О чем бы эти ублюдки ни говорили – о прятанье ли телефонов, о шмонах, о браге своей, о методах грабежа на воле, о своих “приходах” от наркотиков или о том, как они напивались на воле, – меня трясет от омерзения. Как хотите, а для меня это мясо, не более того. МЯСО, говядина, с которой можно делать все, что угодно – от отбивания до запекания. :) Права на жизнь для этих ублюдков, уголовников–грабителей и бессмысленных алкашей (их родители, родственнички, друзья и подельники на воле – а все вместе это большинство населения страны) не существует, жить они не должны. Их надо убивать, уничтожать; везти из милиции не в ИВС, а сразу в крематорий – и живьем в печь! Иначе эту биомассу, эту мразь нам не одолеть никогда. Они должны умирать – тайно, тихо, но неотвратимо и без всяких ненужных судопроизводств – чтобы могли жить и дышать нормальные люди. В это МЯСО любая пуля, любой выстрел – благо, в отношении их нет никаких запрещенных приемов, ни здесь, ни на воле, – эту мразь, это пьяное быдло и уголовников–грабителей и воров надо не то что дубинками, а ядовитыми газами травить, уничтожать радиацией, напалмом, всем, чем угодно, – эта биомасса жить не должна, она должна подыхать, дико воя и корчась в пламени крематориев под наши аплодисменты...

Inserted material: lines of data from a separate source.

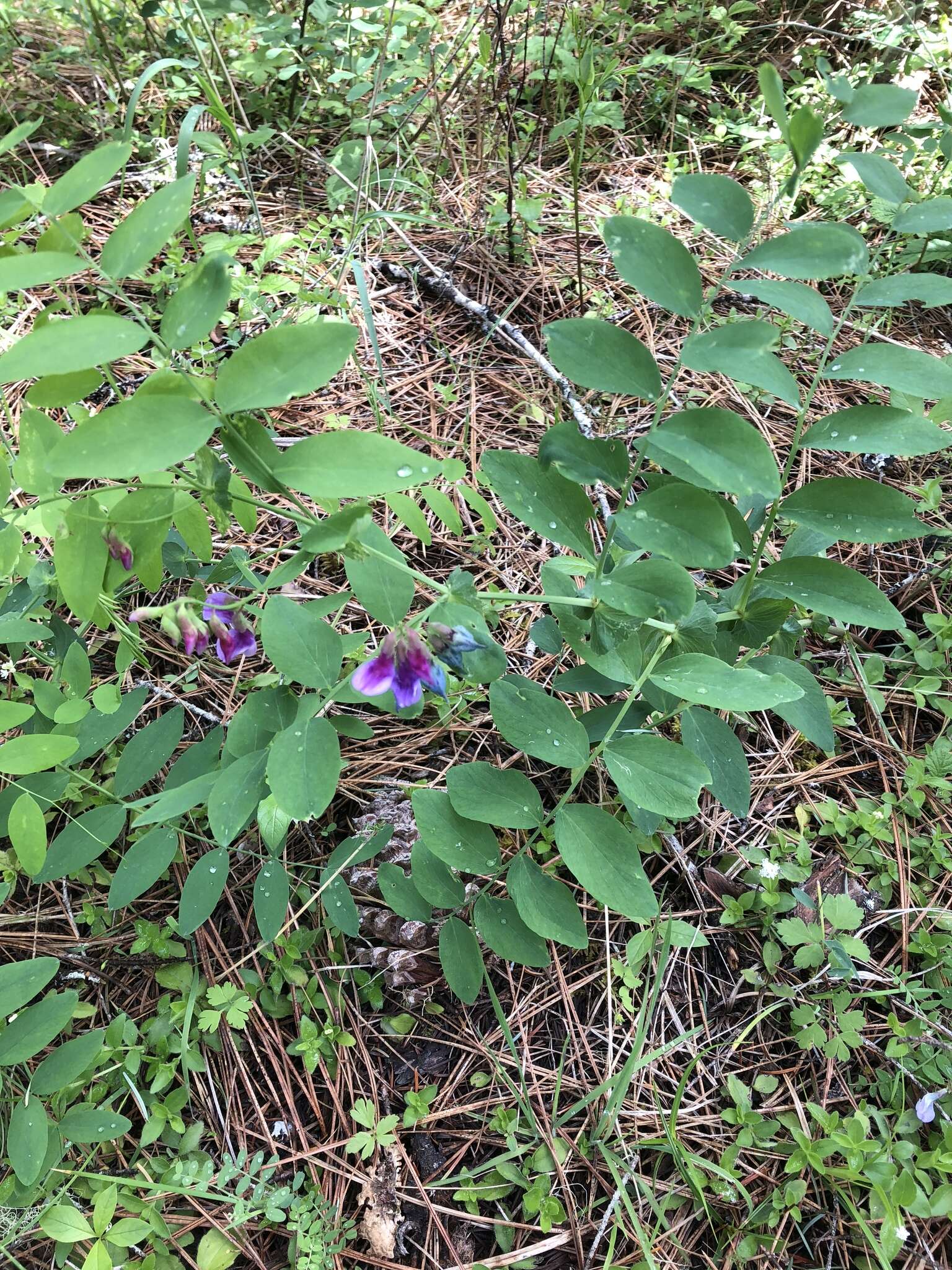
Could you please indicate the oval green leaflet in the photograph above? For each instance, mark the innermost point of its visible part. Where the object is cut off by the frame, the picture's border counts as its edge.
(203, 889)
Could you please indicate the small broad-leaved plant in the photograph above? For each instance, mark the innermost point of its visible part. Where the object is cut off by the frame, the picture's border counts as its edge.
(672, 586)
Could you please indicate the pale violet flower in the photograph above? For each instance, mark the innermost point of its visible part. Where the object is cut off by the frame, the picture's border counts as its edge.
(403, 665)
(926, 1106)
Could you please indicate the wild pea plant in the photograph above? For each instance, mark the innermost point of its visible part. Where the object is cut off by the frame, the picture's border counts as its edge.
(677, 602)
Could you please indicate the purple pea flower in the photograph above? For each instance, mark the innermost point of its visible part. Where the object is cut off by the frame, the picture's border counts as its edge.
(450, 643)
(118, 549)
(403, 665)
(234, 636)
(926, 1106)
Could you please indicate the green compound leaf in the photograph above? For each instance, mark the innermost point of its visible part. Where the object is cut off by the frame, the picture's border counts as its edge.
(27, 1139)
(22, 756)
(145, 231)
(546, 905)
(461, 959)
(655, 263)
(532, 721)
(402, 894)
(149, 751)
(794, 299)
(682, 522)
(931, 216)
(715, 744)
(300, 644)
(598, 355)
(304, 768)
(809, 714)
(143, 865)
(879, 174)
(90, 1123)
(855, 511)
(20, 981)
(36, 1026)
(705, 680)
(482, 791)
(656, 775)
(649, 588)
(203, 889)
(583, 459)
(433, 879)
(930, 290)
(551, 506)
(811, 253)
(716, 202)
(68, 1062)
(271, 898)
(27, 832)
(353, 465)
(198, 304)
(716, 450)
(235, 796)
(894, 366)
(831, 588)
(36, 270)
(880, 106)
(461, 843)
(386, 591)
(284, 362)
(876, 430)
(505, 931)
(149, 432)
(73, 345)
(83, 841)
(603, 856)
(742, 351)
(86, 179)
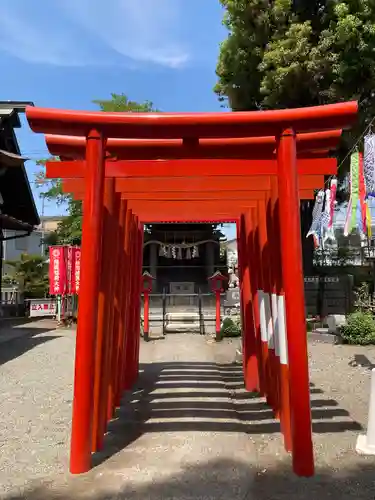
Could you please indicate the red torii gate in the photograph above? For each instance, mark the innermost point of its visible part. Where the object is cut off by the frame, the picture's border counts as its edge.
(285, 279)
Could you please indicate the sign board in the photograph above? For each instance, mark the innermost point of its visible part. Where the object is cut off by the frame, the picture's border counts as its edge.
(42, 307)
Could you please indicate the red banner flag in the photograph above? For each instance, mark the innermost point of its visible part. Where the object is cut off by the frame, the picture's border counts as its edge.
(76, 270)
(57, 270)
(69, 269)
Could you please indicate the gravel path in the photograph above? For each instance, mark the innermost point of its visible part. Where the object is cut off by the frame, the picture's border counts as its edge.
(189, 430)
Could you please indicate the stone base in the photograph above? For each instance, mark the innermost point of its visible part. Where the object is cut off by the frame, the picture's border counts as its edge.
(362, 448)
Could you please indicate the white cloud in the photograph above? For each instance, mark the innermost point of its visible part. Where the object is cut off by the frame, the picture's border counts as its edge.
(143, 30)
(93, 32)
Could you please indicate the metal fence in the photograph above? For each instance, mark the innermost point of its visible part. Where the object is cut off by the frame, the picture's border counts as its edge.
(183, 312)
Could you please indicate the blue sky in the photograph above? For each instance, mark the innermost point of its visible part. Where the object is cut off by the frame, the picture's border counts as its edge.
(65, 53)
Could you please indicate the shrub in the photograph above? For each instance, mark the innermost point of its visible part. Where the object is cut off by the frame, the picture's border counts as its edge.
(360, 329)
(230, 328)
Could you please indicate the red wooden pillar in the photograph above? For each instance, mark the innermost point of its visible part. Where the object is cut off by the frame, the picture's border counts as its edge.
(273, 251)
(265, 302)
(128, 349)
(118, 312)
(292, 272)
(280, 329)
(80, 458)
(240, 267)
(254, 264)
(251, 372)
(105, 386)
(135, 300)
(103, 311)
(138, 308)
(125, 307)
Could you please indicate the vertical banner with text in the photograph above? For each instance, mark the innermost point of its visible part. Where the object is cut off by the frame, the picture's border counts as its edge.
(69, 269)
(57, 270)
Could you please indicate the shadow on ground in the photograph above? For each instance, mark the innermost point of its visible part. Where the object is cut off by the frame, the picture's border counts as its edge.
(223, 406)
(225, 479)
(25, 339)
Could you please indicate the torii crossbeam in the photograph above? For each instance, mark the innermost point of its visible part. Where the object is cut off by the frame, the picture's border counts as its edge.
(268, 234)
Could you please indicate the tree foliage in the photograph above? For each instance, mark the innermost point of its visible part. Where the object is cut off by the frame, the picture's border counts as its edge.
(30, 272)
(69, 230)
(291, 53)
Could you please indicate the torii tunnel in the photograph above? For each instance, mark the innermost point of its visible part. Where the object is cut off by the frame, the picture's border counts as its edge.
(251, 168)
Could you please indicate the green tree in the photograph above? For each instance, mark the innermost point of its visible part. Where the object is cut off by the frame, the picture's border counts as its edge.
(69, 230)
(30, 272)
(296, 53)
(285, 53)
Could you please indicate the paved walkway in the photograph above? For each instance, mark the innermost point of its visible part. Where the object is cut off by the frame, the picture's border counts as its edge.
(188, 431)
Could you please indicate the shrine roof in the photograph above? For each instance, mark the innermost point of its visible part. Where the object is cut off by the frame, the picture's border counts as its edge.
(18, 207)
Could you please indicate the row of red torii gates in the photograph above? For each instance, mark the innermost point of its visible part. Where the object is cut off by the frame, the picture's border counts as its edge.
(251, 168)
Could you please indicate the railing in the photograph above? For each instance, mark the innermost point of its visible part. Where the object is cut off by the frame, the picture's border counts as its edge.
(201, 305)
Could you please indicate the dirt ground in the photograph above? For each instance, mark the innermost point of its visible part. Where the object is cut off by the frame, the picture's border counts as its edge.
(188, 431)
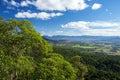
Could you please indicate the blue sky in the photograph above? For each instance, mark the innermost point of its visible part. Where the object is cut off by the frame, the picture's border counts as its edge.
(67, 17)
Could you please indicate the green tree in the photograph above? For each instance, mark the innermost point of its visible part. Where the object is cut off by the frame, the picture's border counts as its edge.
(54, 67)
(80, 68)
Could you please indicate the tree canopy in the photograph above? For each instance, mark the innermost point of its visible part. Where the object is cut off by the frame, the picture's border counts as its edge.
(25, 55)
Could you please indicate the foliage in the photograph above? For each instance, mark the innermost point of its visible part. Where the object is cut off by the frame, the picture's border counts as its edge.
(25, 55)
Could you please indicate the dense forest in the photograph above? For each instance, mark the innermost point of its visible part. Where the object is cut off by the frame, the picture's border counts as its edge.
(25, 55)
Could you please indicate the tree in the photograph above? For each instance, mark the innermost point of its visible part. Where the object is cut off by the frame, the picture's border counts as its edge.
(54, 67)
(80, 68)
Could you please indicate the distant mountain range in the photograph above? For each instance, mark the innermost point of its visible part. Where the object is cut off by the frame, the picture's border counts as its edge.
(82, 38)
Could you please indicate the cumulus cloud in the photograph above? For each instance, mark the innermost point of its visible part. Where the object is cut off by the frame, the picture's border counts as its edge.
(98, 28)
(40, 15)
(96, 6)
(52, 4)
(60, 5)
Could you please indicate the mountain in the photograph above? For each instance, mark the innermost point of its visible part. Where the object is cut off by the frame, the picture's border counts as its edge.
(80, 38)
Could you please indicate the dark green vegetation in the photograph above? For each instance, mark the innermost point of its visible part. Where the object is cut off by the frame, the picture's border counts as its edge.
(25, 55)
(100, 66)
(101, 55)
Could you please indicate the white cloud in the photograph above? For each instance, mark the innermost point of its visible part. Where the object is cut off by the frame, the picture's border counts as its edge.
(99, 28)
(40, 15)
(24, 3)
(60, 5)
(14, 3)
(96, 6)
(52, 4)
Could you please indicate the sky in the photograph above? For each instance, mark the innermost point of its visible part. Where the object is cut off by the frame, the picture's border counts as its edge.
(67, 17)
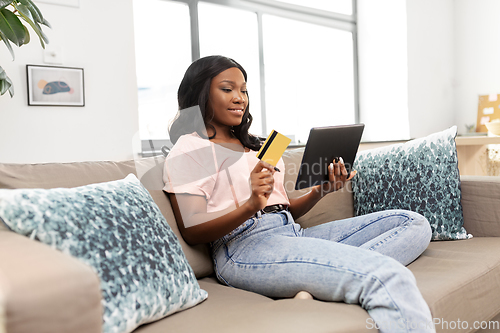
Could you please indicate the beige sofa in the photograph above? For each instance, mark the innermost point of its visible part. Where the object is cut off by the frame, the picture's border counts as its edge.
(45, 291)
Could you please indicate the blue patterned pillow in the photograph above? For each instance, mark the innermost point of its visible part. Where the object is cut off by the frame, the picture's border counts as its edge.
(119, 231)
(420, 175)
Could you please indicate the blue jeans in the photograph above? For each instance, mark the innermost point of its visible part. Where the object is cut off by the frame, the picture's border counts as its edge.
(357, 260)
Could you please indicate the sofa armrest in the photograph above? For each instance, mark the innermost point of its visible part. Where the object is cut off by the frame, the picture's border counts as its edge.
(481, 205)
(43, 290)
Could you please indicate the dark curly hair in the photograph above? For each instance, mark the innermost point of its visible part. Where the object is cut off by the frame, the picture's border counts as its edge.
(194, 90)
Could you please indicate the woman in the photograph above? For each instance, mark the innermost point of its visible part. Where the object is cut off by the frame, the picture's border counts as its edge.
(223, 195)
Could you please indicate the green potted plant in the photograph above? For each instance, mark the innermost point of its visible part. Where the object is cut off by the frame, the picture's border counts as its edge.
(12, 29)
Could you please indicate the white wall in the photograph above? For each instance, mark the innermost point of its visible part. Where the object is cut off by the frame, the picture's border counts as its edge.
(477, 55)
(97, 36)
(431, 59)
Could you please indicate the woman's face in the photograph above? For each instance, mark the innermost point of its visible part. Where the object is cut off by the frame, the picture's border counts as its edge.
(228, 98)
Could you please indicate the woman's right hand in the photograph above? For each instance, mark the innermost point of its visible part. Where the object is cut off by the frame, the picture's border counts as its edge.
(262, 185)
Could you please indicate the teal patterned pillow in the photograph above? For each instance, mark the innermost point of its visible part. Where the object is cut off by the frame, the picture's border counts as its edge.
(119, 231)
(420, 175)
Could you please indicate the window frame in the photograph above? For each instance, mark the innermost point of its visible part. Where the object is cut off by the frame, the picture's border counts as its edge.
(291, 11)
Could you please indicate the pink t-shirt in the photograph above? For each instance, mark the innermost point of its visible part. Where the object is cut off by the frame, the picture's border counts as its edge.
(222, 175)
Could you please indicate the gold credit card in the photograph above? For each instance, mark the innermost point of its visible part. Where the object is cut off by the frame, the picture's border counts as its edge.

А вчера вечером очень удачно дозвонился ребятам на Онежскую, на их “КС” еженедельный по средам. Там оказались Низовкина и Стецура, девушки из Улан–Ужэ, прославившиеся уже своими листовками и судом над ними по 282–й ст. УК. С Низовкиной мы говорили долго, со Стецурой – поменьше, под конец (дело шло к последней проверке в 21–30) . Говорят они, что суд продлится еще долго, месяцы, – обсуждение выводов экспертиз их текстов, потом прения сторон, – по такому делу все это занимает очень много времени. Если приговор будет не к реальному сроку – хотят потом перебраться в Москву и заниматься делами как бурятскими, так и вообще национальной тематикой – в том же антиимперском ключе, что и я. Т.е., сотрудничеству нет альтернатив, я надеюсь, мы сработаемся с ними. Не знаю только, хватит ли им жесткости, душевных сил – воевать с такой же беспредельной ненавистью к врагу, как та, что чувствую я...
12–32
Последняя громкая (для меня) новость – прошел–таки вчера суд библиотекарь с “девятки”, Андрюха, к которому я ходил, и где–то перед Новым годом, 25–го или 27–го – уходит по УДО! Сообщила мне эту новость азербайджанская обезьяна с 11–го в ларьке, как только я пришел сюда сегодня утром. Вот уж не думал, что с громадным (по словам самого Андрюхи) иском его отпустят!.. Вряд ли встретимся теперь когда–нибудь, хоть и обменялись телефонами: я освобождаюсь позже его и должен буду звонить первым, – едва ли у меня будет такое желание...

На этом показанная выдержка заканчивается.